30 Aralık 2023 Cumartesi

İsmail Bayer’in iş müfettişliği görevinden başlayarak bir ömür soldan, sendikal haklardan yana çalışma bakanlığı görevleri içinde katkılarına tanıklık ettikten sonra, doğduğu Balıkesir Bigadiç’te toprağa verildiğini öğrendiğimden birkaç saat geçmeden, iş güvencesi yasa görüşmelerinde, bakanlık görevini yaparken coşkulu sahip çıkışına tanıklık ettiğim Yaşar Okuyan’ın da son yolculuğuna çıktığı haberini dinledim.

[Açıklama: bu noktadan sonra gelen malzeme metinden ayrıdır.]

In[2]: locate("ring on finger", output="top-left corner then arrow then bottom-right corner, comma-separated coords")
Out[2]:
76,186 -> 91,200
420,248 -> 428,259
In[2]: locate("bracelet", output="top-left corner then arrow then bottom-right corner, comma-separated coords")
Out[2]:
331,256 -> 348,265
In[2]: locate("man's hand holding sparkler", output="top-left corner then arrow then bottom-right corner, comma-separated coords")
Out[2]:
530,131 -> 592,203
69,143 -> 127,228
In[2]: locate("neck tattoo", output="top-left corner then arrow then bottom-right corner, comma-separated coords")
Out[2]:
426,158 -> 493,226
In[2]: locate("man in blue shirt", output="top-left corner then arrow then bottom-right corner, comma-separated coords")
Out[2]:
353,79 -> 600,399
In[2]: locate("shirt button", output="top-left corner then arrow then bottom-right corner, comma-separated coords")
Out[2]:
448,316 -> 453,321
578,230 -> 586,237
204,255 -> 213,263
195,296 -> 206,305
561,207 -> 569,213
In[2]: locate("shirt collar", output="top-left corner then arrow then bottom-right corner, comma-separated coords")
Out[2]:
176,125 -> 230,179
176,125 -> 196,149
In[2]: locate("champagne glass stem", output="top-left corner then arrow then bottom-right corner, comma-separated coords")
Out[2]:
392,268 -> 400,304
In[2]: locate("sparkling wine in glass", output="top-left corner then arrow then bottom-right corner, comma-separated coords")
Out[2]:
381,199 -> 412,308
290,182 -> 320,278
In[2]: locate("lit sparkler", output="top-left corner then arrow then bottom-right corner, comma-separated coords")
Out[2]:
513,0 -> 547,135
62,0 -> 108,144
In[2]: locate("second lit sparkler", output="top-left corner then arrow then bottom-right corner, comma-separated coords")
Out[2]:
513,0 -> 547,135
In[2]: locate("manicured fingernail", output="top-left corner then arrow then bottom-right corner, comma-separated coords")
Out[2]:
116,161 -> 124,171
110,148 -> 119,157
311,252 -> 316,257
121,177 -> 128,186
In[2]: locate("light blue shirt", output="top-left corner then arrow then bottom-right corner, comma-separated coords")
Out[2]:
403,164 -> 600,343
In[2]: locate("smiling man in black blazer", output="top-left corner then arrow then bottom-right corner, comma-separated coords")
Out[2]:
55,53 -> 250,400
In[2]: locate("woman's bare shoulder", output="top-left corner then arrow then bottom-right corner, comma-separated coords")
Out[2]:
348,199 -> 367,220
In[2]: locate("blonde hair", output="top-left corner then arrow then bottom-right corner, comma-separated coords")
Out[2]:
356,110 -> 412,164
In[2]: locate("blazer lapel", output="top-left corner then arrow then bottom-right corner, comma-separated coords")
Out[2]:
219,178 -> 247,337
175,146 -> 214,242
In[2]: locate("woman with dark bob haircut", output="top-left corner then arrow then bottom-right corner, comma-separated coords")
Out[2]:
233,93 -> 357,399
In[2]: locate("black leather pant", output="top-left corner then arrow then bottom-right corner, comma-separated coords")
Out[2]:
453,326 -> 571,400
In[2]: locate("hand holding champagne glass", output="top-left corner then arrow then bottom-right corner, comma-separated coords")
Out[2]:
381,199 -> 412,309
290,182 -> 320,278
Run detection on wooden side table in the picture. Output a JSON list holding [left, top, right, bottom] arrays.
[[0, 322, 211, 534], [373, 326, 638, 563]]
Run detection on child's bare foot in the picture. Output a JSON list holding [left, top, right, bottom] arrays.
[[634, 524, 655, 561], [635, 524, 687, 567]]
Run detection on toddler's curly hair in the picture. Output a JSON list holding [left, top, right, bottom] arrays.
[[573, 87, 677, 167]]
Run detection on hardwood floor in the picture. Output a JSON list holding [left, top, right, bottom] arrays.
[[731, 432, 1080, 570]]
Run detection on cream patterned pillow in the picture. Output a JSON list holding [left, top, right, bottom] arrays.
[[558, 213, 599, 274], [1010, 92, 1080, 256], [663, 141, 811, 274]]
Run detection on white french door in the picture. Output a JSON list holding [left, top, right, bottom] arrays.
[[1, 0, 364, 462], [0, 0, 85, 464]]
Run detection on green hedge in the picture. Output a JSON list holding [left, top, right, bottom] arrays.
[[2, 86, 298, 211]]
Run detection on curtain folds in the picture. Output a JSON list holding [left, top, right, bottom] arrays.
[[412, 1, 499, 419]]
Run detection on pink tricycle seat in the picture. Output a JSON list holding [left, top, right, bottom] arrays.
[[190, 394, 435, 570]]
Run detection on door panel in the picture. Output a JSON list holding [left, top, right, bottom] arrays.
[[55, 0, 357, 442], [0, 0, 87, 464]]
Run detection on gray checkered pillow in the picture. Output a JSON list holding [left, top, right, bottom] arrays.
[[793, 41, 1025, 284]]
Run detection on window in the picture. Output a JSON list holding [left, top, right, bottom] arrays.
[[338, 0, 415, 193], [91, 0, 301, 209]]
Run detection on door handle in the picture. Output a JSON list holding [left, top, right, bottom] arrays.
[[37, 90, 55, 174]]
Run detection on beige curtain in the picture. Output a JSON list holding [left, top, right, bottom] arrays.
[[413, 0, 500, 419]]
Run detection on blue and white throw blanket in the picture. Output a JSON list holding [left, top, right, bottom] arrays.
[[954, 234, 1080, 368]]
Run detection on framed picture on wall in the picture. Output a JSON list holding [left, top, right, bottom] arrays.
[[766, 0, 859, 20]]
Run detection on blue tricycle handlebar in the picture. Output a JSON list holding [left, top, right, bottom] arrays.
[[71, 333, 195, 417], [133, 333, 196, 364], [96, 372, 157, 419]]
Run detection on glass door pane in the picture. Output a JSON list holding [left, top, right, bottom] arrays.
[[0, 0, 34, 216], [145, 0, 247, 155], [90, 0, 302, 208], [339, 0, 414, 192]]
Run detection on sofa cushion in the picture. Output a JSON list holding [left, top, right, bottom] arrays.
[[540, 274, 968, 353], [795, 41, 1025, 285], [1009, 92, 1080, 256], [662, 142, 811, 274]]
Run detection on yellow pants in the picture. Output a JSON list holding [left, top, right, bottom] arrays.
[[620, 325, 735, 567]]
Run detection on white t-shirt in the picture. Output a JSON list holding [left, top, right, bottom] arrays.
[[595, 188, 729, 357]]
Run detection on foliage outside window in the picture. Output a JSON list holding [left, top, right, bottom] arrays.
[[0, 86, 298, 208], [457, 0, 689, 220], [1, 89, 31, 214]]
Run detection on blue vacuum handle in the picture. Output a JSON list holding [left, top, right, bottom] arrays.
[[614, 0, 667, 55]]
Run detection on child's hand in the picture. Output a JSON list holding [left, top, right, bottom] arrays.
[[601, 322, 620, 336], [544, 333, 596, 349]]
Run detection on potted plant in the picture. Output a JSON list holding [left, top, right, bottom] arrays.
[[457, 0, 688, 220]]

2002’nin söz konusu yasa çalışmaları üzerinden yaşananlarını, sizlerle de paylaşmak gerektiğini düşündüm. Gazeteci, sendikacı olarak gelişmelerin göbeğinde olmak zorundaydık. İşçilerin 12 Mart, hele de 12 Eylül’e nokta konulması üzerine yaşanmış büyük kayıplarından sonra, örgütlenmenin önünün nefes alınabilecek ölçeklerde açılması kaçınılmazdı. Ne çarpıcıdır ki bizim medya patronları, yasanın çıkmasının engellenemeyeceği noktasına gelindiğini gözlemlemiş olarak, gazetecinin göreceli bağımsızlığı için olmazsa olmaz 212 sayılı yasayı, kutsalımızı işlemez kılmak üzere gizli bir siyasal ittifakın içine girmişlerdi.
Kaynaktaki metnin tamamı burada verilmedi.